Geduldsprobe auf der A115

Sanierung der Avus verzögert sich bis 2027

REGION.  Autofahrer im Südwesten Berlins müssen jetzt stark sein: Die Bauarbeiten auf der A115 zwischen der Spanischen Allee und der Landesgrenze zu Brandenburg dauern deutlich länger als geplant. Wie die Berliner Morgenpost berichtete, verschiebt sich die Fertigstellung des Mammutprojekts bis weit in das Jahr 2027.

Wer regelmäßig auf der Avus unterwegs ist, kennt das Nadelöhr bereits. Doch ein Ende der Einschränkungen ist vorerst nicht in Sicht. Die Autobahn GmbH des Bundes musste die ursprünglichen Zeitpläne korrigieren: Nach aktuellem Stand wird die grundhafte Sanierung erst im zweiten Quartal 2027 abgeschlossen sein – rund neun Monate später als ursprünglich kalkuliert.

Kampfmittelbelastung sprengt alle Erwartungen

Der Hauptgrund für den Verzug liegt tief im märkischen Sand. Während der Arbeiten stießen Experten auf ein weitaus größeres Problem mit alten Kampfmitteln als zunächst angenommen.

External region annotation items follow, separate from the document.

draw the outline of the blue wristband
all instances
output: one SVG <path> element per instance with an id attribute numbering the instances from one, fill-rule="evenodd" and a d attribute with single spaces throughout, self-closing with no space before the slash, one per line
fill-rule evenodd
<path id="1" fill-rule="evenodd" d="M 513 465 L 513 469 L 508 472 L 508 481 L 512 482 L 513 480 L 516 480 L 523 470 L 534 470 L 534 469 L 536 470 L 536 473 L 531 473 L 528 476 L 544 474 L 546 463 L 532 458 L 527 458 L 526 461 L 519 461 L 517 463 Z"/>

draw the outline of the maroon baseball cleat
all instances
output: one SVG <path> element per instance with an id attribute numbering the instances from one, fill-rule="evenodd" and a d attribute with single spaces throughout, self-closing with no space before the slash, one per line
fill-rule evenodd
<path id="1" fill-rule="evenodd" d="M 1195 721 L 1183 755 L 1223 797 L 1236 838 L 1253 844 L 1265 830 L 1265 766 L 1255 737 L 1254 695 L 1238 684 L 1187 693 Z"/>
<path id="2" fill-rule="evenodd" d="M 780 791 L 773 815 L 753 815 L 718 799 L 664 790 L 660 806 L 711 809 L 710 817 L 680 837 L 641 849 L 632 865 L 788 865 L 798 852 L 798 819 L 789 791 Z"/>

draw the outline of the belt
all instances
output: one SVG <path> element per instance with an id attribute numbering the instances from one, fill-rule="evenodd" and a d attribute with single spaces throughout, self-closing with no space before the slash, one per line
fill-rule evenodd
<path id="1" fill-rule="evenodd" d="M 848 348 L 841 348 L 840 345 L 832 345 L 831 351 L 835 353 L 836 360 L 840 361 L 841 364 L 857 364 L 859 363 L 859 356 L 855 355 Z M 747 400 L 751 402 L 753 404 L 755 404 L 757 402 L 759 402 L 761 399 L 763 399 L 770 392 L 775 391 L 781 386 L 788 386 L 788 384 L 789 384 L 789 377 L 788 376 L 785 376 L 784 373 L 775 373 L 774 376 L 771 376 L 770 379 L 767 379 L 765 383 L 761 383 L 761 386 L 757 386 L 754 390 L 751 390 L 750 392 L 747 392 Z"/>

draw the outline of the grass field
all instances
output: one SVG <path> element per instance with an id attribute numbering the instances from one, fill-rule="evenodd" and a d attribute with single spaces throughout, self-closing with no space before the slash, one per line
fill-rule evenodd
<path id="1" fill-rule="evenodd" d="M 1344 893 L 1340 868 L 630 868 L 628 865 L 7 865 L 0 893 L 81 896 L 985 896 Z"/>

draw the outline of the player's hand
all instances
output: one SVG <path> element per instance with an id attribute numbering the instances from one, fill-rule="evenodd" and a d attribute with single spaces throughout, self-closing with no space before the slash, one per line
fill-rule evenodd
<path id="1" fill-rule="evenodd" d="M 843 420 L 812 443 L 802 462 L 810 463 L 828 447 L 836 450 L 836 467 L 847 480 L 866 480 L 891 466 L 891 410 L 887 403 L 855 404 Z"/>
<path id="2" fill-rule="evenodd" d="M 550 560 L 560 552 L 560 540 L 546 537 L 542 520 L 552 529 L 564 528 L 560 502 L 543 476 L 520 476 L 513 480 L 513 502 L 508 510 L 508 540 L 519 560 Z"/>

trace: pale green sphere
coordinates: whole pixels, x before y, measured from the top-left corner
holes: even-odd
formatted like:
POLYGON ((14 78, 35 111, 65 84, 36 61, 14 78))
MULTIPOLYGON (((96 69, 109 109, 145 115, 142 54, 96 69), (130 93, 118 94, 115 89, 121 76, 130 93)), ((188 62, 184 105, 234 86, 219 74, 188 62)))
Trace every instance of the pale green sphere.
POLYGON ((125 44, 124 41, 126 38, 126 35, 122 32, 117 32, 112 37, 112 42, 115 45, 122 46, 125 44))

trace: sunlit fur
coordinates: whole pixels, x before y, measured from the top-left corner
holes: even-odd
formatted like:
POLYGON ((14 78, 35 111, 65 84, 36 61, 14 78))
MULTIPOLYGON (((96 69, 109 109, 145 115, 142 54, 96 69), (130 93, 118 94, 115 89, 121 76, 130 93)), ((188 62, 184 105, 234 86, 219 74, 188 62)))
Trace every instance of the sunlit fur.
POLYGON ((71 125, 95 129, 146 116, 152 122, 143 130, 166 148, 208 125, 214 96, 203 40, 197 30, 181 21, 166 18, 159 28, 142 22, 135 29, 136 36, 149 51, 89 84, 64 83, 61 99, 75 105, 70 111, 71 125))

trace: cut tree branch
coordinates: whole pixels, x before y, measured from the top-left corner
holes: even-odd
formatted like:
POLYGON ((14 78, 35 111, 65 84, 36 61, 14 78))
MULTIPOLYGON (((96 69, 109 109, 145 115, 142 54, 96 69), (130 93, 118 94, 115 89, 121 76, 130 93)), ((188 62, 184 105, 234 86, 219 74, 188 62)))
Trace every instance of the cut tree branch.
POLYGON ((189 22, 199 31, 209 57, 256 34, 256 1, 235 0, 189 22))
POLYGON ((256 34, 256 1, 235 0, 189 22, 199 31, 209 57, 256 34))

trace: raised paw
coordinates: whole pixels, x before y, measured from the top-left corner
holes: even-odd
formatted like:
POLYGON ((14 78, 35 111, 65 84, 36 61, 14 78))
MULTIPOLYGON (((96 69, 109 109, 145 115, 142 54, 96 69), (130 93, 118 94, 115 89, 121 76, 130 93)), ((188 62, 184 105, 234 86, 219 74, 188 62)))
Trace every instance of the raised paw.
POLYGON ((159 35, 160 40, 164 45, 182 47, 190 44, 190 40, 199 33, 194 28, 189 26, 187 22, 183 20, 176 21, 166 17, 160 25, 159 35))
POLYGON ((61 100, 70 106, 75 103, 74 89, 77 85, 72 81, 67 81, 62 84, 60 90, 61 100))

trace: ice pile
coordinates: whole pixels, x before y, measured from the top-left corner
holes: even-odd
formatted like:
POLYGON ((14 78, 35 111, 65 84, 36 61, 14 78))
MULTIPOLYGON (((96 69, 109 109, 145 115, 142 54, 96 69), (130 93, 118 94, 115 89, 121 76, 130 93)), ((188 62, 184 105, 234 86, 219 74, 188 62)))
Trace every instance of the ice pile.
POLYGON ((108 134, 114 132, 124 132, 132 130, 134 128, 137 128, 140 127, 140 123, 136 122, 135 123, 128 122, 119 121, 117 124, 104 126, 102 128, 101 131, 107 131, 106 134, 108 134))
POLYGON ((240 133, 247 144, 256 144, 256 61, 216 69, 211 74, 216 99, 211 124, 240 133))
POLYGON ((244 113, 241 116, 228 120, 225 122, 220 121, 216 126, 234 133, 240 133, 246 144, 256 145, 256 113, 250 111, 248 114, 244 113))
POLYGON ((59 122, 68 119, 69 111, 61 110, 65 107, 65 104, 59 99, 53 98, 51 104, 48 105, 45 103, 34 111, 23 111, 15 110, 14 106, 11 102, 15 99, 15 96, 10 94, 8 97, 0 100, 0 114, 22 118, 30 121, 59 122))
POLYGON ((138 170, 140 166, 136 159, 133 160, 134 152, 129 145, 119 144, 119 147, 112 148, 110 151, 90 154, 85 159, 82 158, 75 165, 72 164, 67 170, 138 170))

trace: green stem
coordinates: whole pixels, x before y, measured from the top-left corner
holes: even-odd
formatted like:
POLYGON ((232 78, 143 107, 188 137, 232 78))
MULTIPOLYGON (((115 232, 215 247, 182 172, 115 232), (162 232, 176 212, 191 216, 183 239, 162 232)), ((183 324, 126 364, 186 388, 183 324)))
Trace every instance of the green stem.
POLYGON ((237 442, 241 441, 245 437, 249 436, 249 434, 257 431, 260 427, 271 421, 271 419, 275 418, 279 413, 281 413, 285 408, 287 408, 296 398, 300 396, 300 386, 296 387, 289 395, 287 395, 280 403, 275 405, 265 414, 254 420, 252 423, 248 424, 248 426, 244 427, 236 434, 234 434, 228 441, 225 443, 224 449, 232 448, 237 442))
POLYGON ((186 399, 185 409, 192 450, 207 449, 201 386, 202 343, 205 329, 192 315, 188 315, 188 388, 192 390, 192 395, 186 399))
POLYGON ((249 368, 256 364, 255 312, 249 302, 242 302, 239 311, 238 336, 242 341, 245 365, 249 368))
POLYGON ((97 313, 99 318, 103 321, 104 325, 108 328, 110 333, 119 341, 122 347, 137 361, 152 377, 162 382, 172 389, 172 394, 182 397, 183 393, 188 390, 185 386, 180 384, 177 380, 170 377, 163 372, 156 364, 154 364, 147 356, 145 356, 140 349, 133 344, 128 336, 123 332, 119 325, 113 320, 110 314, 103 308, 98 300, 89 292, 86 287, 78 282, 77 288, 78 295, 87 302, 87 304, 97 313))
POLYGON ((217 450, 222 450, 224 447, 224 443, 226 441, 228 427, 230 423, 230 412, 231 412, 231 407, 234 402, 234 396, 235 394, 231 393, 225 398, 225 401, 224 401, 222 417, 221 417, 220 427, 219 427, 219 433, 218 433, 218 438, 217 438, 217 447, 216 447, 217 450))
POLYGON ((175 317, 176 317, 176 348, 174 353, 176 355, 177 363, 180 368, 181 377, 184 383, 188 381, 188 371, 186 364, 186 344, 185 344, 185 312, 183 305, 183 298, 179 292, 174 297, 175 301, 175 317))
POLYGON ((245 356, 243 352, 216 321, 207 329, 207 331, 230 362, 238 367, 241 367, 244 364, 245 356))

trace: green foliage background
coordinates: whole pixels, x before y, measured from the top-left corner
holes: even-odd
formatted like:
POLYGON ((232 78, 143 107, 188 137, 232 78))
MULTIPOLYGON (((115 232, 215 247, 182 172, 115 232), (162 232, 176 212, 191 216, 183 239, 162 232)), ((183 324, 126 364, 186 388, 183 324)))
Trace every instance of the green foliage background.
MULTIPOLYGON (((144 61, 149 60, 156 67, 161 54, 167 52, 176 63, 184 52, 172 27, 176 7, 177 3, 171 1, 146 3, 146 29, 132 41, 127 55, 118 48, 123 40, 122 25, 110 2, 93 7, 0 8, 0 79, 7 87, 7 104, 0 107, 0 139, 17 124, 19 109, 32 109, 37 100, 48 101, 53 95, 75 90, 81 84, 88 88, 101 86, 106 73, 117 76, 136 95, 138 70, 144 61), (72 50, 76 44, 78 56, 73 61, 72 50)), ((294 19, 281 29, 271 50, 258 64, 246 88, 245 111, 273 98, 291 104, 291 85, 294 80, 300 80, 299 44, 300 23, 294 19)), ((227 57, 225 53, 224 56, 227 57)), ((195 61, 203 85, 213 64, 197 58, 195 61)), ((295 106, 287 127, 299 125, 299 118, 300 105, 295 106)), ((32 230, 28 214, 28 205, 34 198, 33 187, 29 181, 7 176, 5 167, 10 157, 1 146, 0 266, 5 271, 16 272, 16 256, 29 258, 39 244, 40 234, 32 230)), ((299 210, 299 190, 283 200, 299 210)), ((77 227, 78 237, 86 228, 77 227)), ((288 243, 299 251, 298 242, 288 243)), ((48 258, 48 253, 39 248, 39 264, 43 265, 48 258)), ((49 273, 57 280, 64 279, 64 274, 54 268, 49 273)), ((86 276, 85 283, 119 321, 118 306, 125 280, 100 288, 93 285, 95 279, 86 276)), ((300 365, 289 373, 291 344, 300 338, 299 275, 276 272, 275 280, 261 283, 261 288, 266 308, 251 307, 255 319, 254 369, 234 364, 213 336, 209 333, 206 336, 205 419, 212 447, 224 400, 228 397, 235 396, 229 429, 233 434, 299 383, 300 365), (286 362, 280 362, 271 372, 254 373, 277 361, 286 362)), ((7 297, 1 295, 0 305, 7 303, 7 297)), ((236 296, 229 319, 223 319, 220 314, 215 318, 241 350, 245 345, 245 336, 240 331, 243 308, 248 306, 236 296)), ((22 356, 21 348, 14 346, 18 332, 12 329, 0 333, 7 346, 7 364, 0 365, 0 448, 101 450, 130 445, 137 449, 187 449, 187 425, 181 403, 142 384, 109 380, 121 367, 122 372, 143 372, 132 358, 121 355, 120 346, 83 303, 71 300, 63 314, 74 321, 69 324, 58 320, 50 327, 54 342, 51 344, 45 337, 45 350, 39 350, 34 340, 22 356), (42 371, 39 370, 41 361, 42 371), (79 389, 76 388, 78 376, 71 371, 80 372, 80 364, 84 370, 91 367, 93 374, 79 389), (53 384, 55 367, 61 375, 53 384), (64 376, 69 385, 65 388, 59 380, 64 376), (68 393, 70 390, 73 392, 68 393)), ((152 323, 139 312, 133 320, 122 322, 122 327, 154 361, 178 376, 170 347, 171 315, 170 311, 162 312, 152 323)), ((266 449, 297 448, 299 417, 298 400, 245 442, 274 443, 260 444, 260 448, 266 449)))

Die Anzahl der Verdachtsflächen, die aufwendig sondiert und geräumt werden müssen, übersteigt die ersten Prognosen bei Weitem. Laut Autobahn GmbH war diese massive Belastung des Baugrunds in diesem Ausmaß nicht absehbar und macht eine vollständige Umplanung des Bauablaufs notwendig.

Unbekannte Leitungen und strenger Umweltschutz

Doch nicht nur Blindgänger aus dem Zweiten Weltkrieg bremsen die Bagger aus. In einem angrenzenden Naturschutzgebiet stießen die Bauarbeiter auf eine Überraschung: Wasserleitungen, die in keinem der alten Pläne verzeichnet waren. Diese Infrastruktur muss nun unter laufendem Betrieb verlegt werden – ein kompliziertes Unterfangen, das zusätzliche Zeit kostet.

Zudem liegt der gesamte Bauabschnitt in einer sensiblen Wasserschutzzone. Dies zwingt die Baufirmen zu besonders vorsichtigen und damit zeitintensiveren Verfahren, um das Grundwasser nicht zu gefährden. „Umweltschutz und Sicherheit haben hier absolute Priorität“, heißt es vonseiten der Verantwortlichen.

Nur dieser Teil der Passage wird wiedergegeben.